Quantum generative model for sampling many-body spectral functions

Quantum phase estimation is at the heart of most quantum algorithms with exponential speedup. In this paper we demonstrate how to utilize it to compute the dynamical response functions of many-body quantum systems. Specifically, we design a circuit that acts as an efficient quantum generative model, providing samples out of the spectral function of high rank observables in polynomial time. This includes many experimentally relevant spectra such as the dynamic structure factor, the optical conductivity, or the NMR spectrum. Experimental realization of the algorithm, apart from logarithmic overhead, requires doubling the number of qubits as compared to a simple analog simulator.

Figure 1

Quantum circuit. Quantum phase estimation is performed on a purified operator. The purified state can be prepared by entangling two copies with an ancilla control qubit and postselecting the result on outcomes $\left|1\right.〉$, see Fig. 2. A phase difference between the two copies appears because each phase estimation bit propagates one copy according to $U$ and the other as $U^{†}$. The output distribution after quantum Fourier transform is the spectral function.

Figure 2

State preparation scheme.

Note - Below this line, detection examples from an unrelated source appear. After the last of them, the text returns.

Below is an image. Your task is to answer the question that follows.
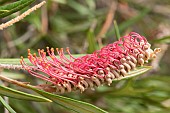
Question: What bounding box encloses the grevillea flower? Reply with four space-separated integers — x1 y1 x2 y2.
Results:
21 32 160 93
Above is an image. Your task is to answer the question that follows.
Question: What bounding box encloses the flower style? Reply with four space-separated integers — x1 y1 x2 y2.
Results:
21 32 160 93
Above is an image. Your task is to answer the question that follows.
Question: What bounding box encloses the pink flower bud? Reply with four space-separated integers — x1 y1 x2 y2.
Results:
21 32 160 93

An initial entangled pair states is created between two $N$-qubit registers. Next, one of the two copies is connected to an ancilla control qubit, which is placed in an equal superposition of $z$ states, i.e., both are evolved for some time $\varphi$ under the Hamiltonian, $H=O({\sigma }_a^z+1)/2$. Performing another Hadamard gate on the ancilla and postselecting the outcome on $\left|1\right.〉$, the entangled pair state will be transformed into the desired $\left|O\right.〉$ state. The success probability of the procedure is determined by the ratio of the typical value of $O^2$ to its maximal value $O_{\text{max}}^2$.

Figure 3

Preparation efficiency fidelity between the post-selected state $\left|{\psi }_1\right.〉$ and the target state $\left|O\right.〉$ decays with the rotation angle $\varphi$ of the controlled unitary rotation $U\left(\varphi \right)$ (full lines). Similarly, the success probability increases from 0 to $1/2$ when the angle increases (dashed lines). Different curves show expressions (15) and (14) for different eigenvalue distributions of $O$, i.e., results are shown for Wigner semicircle, uniform, arcsine, and Gaussian eigenvalue distributions. Each of these distributions has a success probability $P=c(1-F)$ in a broad region of $\varphi$'s around zero. The constant $c=O\left(1\right)$ for all distributions, i.e., $1/2, 5/9, 2/3$, and $1/3$ for the semicircle, uniform, arcsine, and Gaussian, respectively.